In puppet-tripleo, we attempt to set the 'forwardfor' option when $public_certificate is set and the service is using mode http (e.g., for almost everything) (manifests/haproxy/endpoint.pp):
if $public_certificate {
if $mode == 'http' {
$tls_listen_options = {
'rsprep' => '^Location:\ http://(.*) Location:\ https://\1',
'redirect' => "scheme https code 301 if { hdr(host) -i ${public_virtual_ip} } !{ ssl_fc }",
'option' => 'forwardfor',
}
Unfortunately, we override the 'option' setting in almost all cases because when we use:
$listen_options_real = merge($tls_listen_options, $listen_options, $custom_options)

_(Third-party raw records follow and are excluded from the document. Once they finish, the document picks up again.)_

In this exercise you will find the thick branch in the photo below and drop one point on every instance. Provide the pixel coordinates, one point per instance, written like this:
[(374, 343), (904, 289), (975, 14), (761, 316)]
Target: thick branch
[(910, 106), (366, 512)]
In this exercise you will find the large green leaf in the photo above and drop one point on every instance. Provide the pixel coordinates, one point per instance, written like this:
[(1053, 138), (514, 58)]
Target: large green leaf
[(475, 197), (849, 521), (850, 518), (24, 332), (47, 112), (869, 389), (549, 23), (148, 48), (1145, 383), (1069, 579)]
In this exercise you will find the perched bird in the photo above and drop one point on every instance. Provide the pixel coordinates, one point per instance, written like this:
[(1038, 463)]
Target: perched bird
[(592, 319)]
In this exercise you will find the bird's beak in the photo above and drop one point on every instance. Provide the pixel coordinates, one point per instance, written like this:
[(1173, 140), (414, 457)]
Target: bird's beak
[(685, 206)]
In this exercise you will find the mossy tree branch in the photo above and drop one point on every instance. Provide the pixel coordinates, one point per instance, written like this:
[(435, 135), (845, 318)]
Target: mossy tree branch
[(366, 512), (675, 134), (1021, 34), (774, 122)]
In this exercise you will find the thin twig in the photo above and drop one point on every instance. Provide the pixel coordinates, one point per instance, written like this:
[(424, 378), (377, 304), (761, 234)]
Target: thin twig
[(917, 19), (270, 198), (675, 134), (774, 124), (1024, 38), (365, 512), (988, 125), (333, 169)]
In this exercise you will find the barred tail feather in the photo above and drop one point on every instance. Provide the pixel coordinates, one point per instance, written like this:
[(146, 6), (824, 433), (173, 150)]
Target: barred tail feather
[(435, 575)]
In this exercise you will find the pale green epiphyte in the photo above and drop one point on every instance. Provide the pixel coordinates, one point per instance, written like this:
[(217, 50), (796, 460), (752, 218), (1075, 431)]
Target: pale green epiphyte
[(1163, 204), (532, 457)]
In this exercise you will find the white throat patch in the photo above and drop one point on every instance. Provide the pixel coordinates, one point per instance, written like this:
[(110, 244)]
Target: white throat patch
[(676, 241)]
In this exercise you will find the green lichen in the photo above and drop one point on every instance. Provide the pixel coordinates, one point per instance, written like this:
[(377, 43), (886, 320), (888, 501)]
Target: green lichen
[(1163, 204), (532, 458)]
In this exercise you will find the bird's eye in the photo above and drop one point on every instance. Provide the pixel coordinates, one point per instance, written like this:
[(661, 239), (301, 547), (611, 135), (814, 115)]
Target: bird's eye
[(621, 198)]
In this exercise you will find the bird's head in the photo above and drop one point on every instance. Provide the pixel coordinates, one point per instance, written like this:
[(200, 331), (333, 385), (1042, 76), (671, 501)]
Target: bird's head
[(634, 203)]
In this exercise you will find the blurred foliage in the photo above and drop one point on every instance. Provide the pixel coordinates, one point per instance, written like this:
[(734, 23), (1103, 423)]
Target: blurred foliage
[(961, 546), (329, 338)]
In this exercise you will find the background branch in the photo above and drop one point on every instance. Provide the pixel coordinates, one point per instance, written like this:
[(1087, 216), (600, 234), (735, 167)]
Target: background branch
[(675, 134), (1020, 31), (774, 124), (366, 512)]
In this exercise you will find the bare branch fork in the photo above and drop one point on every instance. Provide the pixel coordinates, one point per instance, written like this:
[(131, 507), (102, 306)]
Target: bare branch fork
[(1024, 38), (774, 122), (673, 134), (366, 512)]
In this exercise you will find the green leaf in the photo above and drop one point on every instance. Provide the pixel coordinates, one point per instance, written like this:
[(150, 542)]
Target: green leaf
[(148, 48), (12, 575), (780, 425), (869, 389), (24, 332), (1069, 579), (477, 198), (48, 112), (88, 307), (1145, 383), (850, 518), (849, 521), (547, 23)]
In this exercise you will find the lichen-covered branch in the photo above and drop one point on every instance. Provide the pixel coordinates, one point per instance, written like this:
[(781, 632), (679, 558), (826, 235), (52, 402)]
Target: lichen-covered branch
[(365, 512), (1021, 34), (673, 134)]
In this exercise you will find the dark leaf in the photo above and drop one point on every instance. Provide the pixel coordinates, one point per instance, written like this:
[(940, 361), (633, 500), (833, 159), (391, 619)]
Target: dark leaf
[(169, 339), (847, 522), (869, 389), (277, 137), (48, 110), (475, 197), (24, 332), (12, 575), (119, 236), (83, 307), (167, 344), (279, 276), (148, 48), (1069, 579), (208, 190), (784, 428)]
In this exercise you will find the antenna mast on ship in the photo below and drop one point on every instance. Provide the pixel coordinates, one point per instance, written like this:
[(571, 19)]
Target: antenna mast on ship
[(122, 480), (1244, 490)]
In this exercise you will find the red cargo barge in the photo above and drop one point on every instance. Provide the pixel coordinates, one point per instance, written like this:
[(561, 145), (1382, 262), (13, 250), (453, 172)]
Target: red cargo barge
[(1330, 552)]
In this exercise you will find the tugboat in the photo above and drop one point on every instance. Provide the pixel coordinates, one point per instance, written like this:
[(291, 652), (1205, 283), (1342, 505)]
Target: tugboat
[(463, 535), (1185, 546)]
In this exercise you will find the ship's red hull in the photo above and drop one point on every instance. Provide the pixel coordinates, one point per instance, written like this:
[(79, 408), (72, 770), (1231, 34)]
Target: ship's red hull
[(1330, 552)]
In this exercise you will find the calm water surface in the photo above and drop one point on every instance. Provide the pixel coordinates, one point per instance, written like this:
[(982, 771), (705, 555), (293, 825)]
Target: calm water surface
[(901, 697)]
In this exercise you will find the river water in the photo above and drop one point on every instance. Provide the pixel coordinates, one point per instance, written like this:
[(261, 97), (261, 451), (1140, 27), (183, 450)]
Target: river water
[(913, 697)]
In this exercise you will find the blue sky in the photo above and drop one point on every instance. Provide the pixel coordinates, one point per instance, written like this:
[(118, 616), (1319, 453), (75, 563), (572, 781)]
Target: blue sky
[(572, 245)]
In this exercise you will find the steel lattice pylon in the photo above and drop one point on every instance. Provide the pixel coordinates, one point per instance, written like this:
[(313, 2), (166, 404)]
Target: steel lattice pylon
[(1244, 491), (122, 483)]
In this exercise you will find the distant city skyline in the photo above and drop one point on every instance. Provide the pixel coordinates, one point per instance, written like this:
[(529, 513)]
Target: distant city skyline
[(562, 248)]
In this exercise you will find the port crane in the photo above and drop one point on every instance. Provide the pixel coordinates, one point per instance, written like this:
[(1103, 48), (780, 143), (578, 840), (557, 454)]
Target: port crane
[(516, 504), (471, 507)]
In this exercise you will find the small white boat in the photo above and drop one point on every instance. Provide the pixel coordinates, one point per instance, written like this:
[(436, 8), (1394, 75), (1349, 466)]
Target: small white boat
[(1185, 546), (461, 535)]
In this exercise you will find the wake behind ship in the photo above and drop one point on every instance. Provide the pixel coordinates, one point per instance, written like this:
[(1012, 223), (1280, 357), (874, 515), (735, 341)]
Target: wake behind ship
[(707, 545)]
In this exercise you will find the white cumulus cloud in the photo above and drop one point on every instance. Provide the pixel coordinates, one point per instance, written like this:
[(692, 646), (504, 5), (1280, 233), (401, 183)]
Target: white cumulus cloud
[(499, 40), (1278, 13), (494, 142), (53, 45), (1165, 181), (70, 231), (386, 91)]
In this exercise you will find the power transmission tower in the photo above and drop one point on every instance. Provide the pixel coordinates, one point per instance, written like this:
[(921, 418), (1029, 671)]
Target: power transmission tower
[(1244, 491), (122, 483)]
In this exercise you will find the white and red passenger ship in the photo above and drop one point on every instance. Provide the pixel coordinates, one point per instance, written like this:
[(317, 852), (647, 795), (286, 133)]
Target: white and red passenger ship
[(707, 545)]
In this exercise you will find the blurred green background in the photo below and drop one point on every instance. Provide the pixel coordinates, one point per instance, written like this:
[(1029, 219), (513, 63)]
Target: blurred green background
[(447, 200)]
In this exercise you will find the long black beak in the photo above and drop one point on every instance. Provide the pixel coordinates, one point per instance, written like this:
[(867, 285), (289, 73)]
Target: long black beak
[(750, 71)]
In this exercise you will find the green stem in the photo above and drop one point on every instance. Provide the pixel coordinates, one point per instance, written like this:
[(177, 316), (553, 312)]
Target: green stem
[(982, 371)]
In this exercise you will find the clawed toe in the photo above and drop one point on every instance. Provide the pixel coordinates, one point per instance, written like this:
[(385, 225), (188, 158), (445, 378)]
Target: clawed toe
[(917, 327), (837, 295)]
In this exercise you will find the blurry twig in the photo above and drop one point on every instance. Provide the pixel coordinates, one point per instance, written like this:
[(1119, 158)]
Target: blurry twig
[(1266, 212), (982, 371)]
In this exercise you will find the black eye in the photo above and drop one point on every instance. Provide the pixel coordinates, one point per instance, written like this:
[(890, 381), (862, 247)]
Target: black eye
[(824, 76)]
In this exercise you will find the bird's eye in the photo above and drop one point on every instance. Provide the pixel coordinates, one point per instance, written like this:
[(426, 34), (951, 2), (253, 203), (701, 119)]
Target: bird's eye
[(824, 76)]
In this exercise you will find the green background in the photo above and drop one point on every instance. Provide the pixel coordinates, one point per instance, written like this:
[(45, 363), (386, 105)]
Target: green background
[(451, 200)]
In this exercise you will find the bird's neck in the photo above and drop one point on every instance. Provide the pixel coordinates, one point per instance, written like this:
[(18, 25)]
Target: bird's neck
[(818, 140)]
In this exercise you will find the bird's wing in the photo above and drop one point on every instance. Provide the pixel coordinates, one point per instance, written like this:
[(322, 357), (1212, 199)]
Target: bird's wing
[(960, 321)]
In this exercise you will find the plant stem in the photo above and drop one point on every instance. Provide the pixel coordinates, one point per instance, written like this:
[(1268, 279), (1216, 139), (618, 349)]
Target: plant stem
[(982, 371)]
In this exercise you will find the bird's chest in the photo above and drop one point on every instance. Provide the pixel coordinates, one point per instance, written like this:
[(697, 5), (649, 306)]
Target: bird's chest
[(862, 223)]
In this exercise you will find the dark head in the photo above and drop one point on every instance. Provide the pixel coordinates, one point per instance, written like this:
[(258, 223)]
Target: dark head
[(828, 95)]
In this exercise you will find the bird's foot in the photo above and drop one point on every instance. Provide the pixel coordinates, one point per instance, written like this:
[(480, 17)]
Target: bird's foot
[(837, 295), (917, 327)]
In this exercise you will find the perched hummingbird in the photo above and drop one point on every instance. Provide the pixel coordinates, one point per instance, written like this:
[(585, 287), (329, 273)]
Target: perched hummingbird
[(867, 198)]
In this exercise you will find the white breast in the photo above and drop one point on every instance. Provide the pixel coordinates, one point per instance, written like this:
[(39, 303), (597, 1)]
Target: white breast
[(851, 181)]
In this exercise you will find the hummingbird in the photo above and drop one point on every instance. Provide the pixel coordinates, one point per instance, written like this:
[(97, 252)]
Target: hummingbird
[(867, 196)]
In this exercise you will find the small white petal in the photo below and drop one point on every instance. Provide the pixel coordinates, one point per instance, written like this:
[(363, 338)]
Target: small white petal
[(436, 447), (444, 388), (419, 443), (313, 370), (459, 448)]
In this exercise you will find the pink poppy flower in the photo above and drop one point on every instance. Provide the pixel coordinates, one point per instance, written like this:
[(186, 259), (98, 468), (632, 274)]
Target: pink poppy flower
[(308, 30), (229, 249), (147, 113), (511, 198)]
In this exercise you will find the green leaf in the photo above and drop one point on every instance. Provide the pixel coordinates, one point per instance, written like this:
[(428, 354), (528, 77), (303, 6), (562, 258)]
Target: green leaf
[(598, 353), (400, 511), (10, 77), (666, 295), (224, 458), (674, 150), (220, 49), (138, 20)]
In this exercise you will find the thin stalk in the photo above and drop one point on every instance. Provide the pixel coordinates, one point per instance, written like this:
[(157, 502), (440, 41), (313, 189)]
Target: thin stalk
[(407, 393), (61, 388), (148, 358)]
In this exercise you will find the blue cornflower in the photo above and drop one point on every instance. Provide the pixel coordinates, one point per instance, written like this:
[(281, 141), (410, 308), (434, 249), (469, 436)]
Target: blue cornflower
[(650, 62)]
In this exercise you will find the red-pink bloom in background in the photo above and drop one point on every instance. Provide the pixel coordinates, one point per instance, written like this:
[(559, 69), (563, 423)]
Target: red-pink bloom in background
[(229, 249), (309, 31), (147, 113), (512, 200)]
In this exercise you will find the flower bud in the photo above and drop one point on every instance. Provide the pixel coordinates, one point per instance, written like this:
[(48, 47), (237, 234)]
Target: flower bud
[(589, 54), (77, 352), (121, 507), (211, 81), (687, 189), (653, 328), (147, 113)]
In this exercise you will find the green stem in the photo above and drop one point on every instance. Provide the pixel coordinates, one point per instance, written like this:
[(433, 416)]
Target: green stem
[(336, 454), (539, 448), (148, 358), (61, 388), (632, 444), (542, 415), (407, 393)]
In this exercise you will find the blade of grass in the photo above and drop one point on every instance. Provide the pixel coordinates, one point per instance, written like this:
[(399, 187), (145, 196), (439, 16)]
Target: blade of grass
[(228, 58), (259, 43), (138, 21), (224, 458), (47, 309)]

Any value for 'option' in $tls_listen_options is replaced if $listen_options or $custom_options contains an 'option' key. Since we set $listen_options by default in haproxy.pp, this affects pretty much everything:
$default_listen_options = {
'option' => [ 'httpchk', 'httplog', ],
'http-request' => [
'set-header X-Forwarded-Proto https if { ssl_fc }',
'set-header X-Forwarded-Proto http if !{ ssl_fc }'],
}
Tripleo::Haproxy::Endpoint {
haproxy_listen_bind_param => $haproxy_listen_bind_param,
member_options => $haproxy_member_options,
public_certificate => $service_certificate,
use_internal_certificates => $use_internal_certificates,
internal_certificates_specs => $internal_certificates_specs,
listen_options => $default_listen_options,
manage_firewall => $manage_firewall,
}
This also means that we're failing to set 'httplog' in most cases, since many (most?) of the services provide a custom 'option' setting.